The minification filter is GL_LINEAR_MIPMAP_LINEAR and the texture's GL_TEXTURE_MAX_LEVEL is 1000 (the default) so a full mipmap is expected.
Later, these incomplete textures are bound before drawing calls. According to the GL specification, if a fragment program or fragment shader is being used, the sampler should return (0,0,0,1) ("black") when sampling from an incomplete texture. This is what Mesa does and the resulting rendering is darker than it should be.
It appears that NVIDIA's driver (and possibly AMD's driver) detects this case and returns (1,1,1,1) (white) which causes the rendering to appear brighter and match the reference image (however, AMD's rendering is much brighter than NVIDIA's).
If the fallback texture created in _mesa_get_fallback_texture() is initialized to be full white instead of full black the rendering appears correct.

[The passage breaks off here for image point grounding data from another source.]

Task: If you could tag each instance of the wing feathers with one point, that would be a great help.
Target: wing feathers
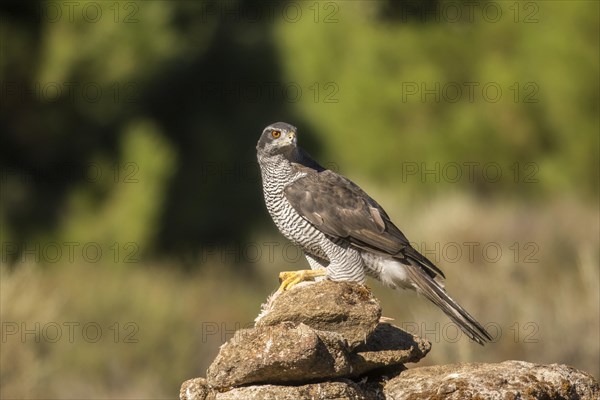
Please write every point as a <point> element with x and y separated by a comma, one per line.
<point>341,209</point>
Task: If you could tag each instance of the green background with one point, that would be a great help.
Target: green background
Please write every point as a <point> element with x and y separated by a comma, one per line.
<point>134,235</point>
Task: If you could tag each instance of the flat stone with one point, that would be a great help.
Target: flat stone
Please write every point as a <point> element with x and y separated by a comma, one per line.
<point>388,346</point>
<point>284,353</point>
<point>344,307</point>
<point>507,380</point>
<point>195,389</point>
<point>339,390</point>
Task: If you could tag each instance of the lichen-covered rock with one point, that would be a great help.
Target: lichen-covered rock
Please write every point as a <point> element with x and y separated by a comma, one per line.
<point>388,346</point>
<point>344,307</point>
<point>339,390</point>
<point>325,341</point>
<point>196,389</point>
<point>288,352</point>
<point>506,380</point>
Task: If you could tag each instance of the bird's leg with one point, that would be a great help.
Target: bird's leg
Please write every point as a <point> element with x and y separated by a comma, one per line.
<point>291,278</point>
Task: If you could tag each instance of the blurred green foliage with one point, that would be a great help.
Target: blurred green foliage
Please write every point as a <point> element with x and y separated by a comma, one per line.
<point>130,127</point>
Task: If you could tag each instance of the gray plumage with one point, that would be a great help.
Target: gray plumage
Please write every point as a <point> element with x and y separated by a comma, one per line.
<point>341,228</point>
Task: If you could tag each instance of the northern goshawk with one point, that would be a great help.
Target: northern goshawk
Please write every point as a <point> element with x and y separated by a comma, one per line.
<point>344,233</point>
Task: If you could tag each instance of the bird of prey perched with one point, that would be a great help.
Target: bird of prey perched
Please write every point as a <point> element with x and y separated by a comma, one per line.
<point>344,233</point>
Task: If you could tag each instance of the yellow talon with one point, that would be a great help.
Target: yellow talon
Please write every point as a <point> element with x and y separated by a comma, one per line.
<point>291,278</point>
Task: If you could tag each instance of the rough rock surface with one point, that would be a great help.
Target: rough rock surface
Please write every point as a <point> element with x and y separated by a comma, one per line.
<point>288,352</point>
<point>325,341</point>
<point>506,380</point>
<point>343,307</point>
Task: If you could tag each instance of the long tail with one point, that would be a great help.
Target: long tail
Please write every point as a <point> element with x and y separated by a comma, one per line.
<point>427,286</point>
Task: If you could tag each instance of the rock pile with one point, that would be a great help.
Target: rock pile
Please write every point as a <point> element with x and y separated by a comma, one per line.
<point>325,341</point>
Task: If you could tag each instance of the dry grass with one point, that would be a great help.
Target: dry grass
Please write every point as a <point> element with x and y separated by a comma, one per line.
<point>545,311</point>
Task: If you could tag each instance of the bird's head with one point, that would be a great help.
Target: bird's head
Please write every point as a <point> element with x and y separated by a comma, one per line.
<point>277,138</point>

However, we have no plans to implement this work-around in Mesa.
This test makes some unusual calls to glRotate. For example:
glRotate(50, 50, 50, 1); glRotate(100, 100, 100, 1); glRotate(52, 52, 52, 1);
These unusual values lead to invalid modelview matrices. For example, the last glRotate command above produces this matrix with Mesa:
1.08536e+24 2.55321e-23 -0.000160389 0 5.96937e-25 1.08536e+24 103408 0 103408 -0.000160389 1.74755e+09 0 0 0 0 nanand with NVIDIA's OpenGL:
1.4013e-45 0 -nan 0 0 1.4013e-45 1.4013e-45 0 1.4013e-45 -nan 1.4013e-45 0 0 0 0 1.4013e-45
This causes the object in question to be drawn in a strange orientation and with a semi-random color (between white and black) since GL_FOG is enabled.